Und wieder war es eine Kleinigkeit, die ich entdecke und die mir Hoffnung gab. Bei der Militärparade trugen jungen Soldatinnen und Soldaten Fahnen. Auf einer Fahne erkannte ich das Bild des Heiligen Georg. Er ist der siegreiche Kämpfer gegen den Drachen, der von Menschenopfern lebt. Er war ein Mensch mit einer klaren Haltung.

Georg war ein geachteter Soldat im Heer der römischen Kaiser. Als ein neuer Kaiser an die Macht kam und seinen Soldaten befahl, Christen zu verfolgen und umzubringen, verweigerte Georg den Gehorsam. Er wusste, dass die Christen keine bösen Menschen sind. Sie kümmerten sich um Arme und Kranke, für die eigentlich der Kaiser hätte sorgen müssen. Deshalb bekannte Georg freimütig: Ich gehöre zu Jesus Christus! Jesus kam, um zu retten und zu heilen, nicht um zu töten. Georg wurde dafür hingerichtet, doch die Christen verehren ihn bis heute als Heiligen. Er hat wie Christus die Macht des Todes besiegt.

Die Sonntagsschulkinder haben mich mit ihren Bildern bewegt. Sie haben mit der Frage gerungen, wie es passieren konnte, dass ihre Vorfahren gegeneinander gekämpft haben. Sie waren doch Geschwister, keine Banditen. Gewalt löst keine Probleme.

Meine Antwort auf die Frage „Wem gehörst du?“ finde ich in der Dreifaltigkeitsikone. Ich gehöre an Gottes Tisch. Er besucht und sucht mich. Und ich finde die Antwort in der Haltung des Heiligen Georg. Der dreieinige Gott tötet nicht. So wie Gott Abraham und Sara berief, um seine Heilsgeschichte zu beginnen, so will er sie fortsetzen mit uns. Er segnet uns und will, dass wir für andere ein Segen sind.

Ich weiß nicht, ob mein Brief die Malerinnen und Maler dieser Bilder erreicht. Ein Jahr habe ich ihre Frage in meinem Herzen bewegt. Ihnen und allen, die diesen Besuch möglich gemacht haben, bin ich von Herzen dankbar.

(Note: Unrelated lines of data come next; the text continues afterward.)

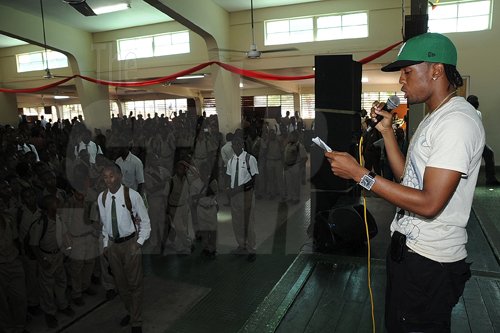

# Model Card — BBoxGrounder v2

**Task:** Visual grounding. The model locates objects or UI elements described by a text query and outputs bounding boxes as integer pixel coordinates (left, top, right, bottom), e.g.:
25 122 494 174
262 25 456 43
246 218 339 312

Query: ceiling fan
62 0 97 16
215 0 298 59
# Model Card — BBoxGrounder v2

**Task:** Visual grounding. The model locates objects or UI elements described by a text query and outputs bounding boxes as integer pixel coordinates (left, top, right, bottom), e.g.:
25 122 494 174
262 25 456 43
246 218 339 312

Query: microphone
366 95 399 132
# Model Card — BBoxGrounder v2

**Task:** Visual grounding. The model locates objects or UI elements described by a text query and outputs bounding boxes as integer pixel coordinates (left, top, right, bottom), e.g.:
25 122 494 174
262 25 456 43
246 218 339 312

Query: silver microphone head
385 95 400 110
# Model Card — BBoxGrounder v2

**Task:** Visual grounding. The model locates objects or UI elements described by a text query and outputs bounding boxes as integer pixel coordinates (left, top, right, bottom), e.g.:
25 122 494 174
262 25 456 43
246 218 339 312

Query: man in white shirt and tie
75 129 102 165
97 163 151 333
226 134 259 262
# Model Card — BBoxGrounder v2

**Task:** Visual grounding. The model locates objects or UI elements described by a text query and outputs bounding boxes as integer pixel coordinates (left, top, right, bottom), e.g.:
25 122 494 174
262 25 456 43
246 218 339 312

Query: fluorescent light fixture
177 74 205 80
94 3 130 15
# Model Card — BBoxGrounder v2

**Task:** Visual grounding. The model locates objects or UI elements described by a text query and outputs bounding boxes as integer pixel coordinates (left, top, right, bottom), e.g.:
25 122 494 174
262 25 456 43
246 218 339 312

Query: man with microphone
325 33 485 332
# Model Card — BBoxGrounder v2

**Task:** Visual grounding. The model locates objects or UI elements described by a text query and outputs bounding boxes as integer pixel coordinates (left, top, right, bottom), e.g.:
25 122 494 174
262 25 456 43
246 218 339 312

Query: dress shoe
45 313 57 328
120 315 130 326
486 179 500 186
106 289 116 301
59 305 75 317
131 326 142 333
247 253 257 262
28 305 42 316
231 246 248 256
83 288 97 296
73 296 85 306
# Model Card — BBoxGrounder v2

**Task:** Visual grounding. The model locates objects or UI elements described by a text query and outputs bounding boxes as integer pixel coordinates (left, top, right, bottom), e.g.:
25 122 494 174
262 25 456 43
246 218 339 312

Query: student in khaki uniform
0 209 27 333
97 164 151 333
61 186 100 306
29 195 75 328
16 187 42 315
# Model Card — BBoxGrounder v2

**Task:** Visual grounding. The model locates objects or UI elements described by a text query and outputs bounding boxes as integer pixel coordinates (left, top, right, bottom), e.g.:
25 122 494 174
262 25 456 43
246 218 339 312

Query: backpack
22 215 49 260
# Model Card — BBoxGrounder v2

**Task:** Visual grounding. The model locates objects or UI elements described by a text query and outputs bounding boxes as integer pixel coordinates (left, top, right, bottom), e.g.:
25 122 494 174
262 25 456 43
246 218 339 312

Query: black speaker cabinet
311 55 361 192
310 55 361 252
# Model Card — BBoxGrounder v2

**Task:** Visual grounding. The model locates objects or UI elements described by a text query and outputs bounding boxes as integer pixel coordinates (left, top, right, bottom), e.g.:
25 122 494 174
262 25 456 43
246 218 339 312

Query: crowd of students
0 107 307 331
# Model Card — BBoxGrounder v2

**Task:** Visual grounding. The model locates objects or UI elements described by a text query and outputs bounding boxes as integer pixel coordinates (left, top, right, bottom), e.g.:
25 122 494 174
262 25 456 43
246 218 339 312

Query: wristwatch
359 171 377 191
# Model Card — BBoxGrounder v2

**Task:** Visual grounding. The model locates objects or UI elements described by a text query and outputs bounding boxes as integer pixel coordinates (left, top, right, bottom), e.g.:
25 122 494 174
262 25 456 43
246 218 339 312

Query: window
117 31 191 60
62 104 85 120
300 94 316 119
316 13 368 40
253 95 295 117
123 98 187 119
16 50 68 73
264 12 368 45
265 17 314 45
203 98 217 117
428 0 491 33
361 91 407 113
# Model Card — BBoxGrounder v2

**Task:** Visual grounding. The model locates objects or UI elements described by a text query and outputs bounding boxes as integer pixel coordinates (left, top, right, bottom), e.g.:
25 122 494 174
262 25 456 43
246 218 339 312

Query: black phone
391 231 406 262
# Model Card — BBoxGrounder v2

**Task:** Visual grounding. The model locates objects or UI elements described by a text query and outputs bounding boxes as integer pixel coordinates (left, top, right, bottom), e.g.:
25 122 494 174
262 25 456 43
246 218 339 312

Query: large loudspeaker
311 55 361 191
314 204 378 252
310 55 361 252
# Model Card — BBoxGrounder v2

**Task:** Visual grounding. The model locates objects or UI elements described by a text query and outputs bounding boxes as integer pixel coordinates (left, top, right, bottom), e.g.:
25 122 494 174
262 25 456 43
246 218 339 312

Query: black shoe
83 288 97 296
90 275 101 285
231 246 248 256
247 253 257 262
45 313 58 328
28 305 42 316
73 296 85 306
106 289 117 301
120 315 130 326
59 305 75 317
486 179 500 186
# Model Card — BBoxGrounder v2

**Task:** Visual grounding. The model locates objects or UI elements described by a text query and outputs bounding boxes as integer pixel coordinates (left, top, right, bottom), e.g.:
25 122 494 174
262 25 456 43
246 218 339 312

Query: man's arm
325 152 461 218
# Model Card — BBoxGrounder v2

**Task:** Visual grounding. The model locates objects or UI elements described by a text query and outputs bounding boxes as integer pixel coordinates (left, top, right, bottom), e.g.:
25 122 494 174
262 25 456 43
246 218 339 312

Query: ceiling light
177 74 205 80
94 3 130 15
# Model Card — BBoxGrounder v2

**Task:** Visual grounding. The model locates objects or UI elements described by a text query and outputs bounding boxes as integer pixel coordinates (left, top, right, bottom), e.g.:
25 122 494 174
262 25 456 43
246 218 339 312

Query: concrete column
0 93 19 127
212 66 241 133
75 79 111 132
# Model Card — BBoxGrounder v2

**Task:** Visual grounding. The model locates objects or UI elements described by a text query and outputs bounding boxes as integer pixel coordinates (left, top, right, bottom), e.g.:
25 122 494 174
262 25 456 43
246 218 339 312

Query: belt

Ich grüße Euch und Eure Lehrerinnen und Lehrer, den Direktor und seine Stellvertreterin und wünsche Euch Gottes Segen und Freude am Lernen

Ernst von der Recke

Ernst von der Recke / bkl / Foto: Ernst von der Recke

Diese Ikone des Heiligen Georg stammt aus der Kommunität Imshausen bei Bebra. Der Heilige Georg steht für den siegreichen Kampf gegen den Drachen, der sich von Menschenopfern ernährt und für das Bekenntnis zu Jesus Christus im Angesicht der Verfolgung von Christen. In den orthodoxen Kirchen wird er als Märtyrer verehrt. Der Maler der Ikone, Bruder Michael, gehört zur Kommunität.